At the auction, eleven paintings sold for over a crore each four
Souzas, two Padamsees and two Razas, a Tyeb Mehta, a Husain and
a Ram Kumar.
The star of the show was clearly Francis Newton Souza, that famous
and irascible son of Saligao, Goa, who is probably chuckling with
mirth in heaven or wherever it is dead painters who poke fun at
the religious establishment go.
His massive 6x4 foot work, Lovers, the largest Souza to ever
come up for auction, was painted in 1955, during his most intense
and exploratory period as an artist.
It was displayed at the Zimmerli Museum in Rutgers University
in New Jersey and was part of a famous private collection in the
US.
"Souza was obsessed with church and dogma, and this painting
in some ways is very shocking it has a male figure in a red cardinal
kind of robe with a woman in the garden," says Dinesh Vazirani
of Saffronart.
Souzas Crucifixion, a powerful 1961 painting, sold for
Rs 2.7 crore. Christ and his Passion were among his favourite
themes, and his last work before he died was a Christ.

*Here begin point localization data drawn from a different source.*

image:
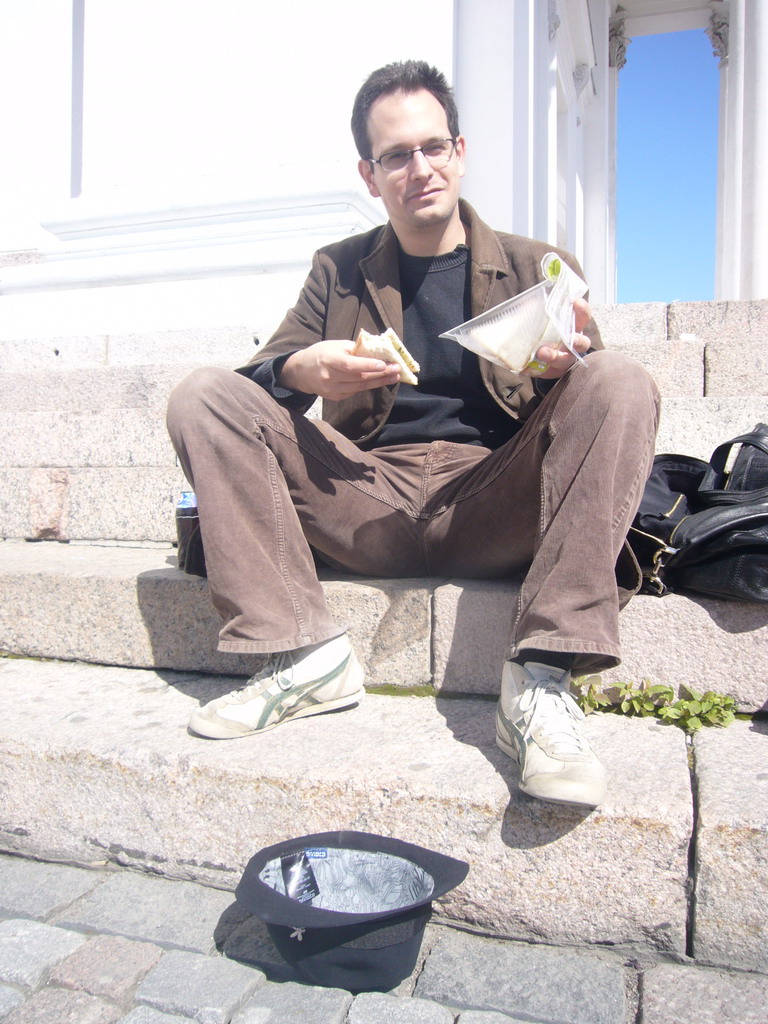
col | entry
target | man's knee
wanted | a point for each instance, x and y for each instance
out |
(202, 390)
(622, 378)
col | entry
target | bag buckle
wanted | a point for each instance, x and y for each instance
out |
(659, 562)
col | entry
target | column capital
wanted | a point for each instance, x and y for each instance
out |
(554, 19)
(718, 30)
(617, 41)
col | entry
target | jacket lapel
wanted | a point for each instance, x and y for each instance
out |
(381, 272)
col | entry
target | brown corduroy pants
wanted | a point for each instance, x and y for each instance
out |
(554, 503)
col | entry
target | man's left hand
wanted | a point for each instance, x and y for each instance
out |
(559, 360)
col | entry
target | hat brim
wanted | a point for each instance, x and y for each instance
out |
(276, 908)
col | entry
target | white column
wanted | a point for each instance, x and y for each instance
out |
(504, 82)
(740, 39)
(755, 168)
(599, 160)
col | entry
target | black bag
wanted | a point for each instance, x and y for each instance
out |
(704, 526)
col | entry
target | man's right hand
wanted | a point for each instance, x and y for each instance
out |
(328, 369)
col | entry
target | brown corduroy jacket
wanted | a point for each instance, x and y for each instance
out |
(354, 284)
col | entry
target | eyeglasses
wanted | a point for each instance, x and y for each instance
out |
(438, 154)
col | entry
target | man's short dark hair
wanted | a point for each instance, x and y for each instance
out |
(403, 76)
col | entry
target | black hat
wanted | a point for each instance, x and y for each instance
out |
(347, 909)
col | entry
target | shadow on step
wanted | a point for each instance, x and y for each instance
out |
(526, 823)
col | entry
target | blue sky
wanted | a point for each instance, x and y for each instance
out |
(667, 169)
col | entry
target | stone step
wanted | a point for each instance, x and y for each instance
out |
(93, 475)
(730, 323)
(96, 765)
(131, 606)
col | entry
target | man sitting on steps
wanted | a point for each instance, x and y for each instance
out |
(474, 472)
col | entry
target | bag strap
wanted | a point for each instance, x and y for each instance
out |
(711, 489)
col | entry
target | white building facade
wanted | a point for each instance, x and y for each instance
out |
(172, 164)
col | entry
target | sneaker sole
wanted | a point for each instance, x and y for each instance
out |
(578, 797)
(209, 729)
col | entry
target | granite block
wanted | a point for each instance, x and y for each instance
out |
(730, 909)
(170, 913)
(377, 1008)
(110, 439)
(736, 370)
(696, 426)
(108, 966)
(29, 950)
(162, 617)
(148, 1015)
(631, 323)
(32, 889)
(274, 1004)
(469, 973)
(491, 1017)
(9, 998)
(677, 640)
(735, 322)
(208, 989)
(389, 766)
(677, 367)
(225, 346)
(91, 389)
(62, 1007)
(53, 353)
(679, 994)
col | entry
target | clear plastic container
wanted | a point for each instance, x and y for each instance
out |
(511, 333)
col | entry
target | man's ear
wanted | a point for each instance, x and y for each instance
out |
(461, 152)
(367, 173)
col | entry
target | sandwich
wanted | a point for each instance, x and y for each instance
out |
(389, 348)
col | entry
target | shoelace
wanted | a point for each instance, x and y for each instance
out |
(548, 705)
(256, 685)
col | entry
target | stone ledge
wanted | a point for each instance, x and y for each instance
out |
(123, 779)
(453, 634)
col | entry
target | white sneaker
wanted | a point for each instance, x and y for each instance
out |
(292, 684)
(537, 723)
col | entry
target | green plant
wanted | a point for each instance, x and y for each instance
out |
(689, 713)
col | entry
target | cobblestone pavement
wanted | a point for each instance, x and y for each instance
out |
(103, 945)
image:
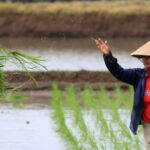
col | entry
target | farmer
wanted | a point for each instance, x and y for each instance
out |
(139, 79)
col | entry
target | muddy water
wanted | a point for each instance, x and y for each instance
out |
(27, 129)
(75, 54)
(33, 128)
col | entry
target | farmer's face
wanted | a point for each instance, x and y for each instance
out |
(146, 61)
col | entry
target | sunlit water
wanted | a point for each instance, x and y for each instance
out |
(75, 54)
(39, 133)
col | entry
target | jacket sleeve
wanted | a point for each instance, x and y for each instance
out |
(125, 75)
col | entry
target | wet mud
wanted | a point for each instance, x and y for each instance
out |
(79, 79)
(90, 25)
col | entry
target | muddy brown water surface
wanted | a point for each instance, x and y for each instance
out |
(74, 61)
(74, 54)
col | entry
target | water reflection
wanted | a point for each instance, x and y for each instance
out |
(75, 54)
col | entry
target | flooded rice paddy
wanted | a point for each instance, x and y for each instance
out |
(34, 129)
(75, 54)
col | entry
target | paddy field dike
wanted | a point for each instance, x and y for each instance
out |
(75, 19)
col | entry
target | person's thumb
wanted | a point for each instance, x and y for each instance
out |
(106, 43)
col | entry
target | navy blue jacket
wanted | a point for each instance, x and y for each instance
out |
(135, 77)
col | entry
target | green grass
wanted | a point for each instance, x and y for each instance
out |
(103, 9)
(104, 111)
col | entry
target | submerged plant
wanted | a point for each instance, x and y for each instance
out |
(109, 124)
(21, 60)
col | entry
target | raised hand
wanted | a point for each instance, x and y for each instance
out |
(102, 46)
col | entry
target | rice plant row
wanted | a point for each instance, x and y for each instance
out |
(88, 121)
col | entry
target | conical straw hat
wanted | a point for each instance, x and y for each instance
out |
(144, 50)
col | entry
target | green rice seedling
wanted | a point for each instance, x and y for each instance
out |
(19, 106)
(58, 116)
(20, 59)
(79, 119)
(111, 131)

Souza was buried on Easter Sunday of 2002 at the Sewri Cemetery
in Mumbai. Among the surprises were a small paperwork by Jogen
Choudhury (In Search of a Dream) which sold for Rs 83 lakh and
a tempera by Ganesh Pyne for Rs 76 lakh.
Among the younger artists, paintings by Chittrovanu Mazumdar
and Shibu Natesan sold for Rs 37 lakh each.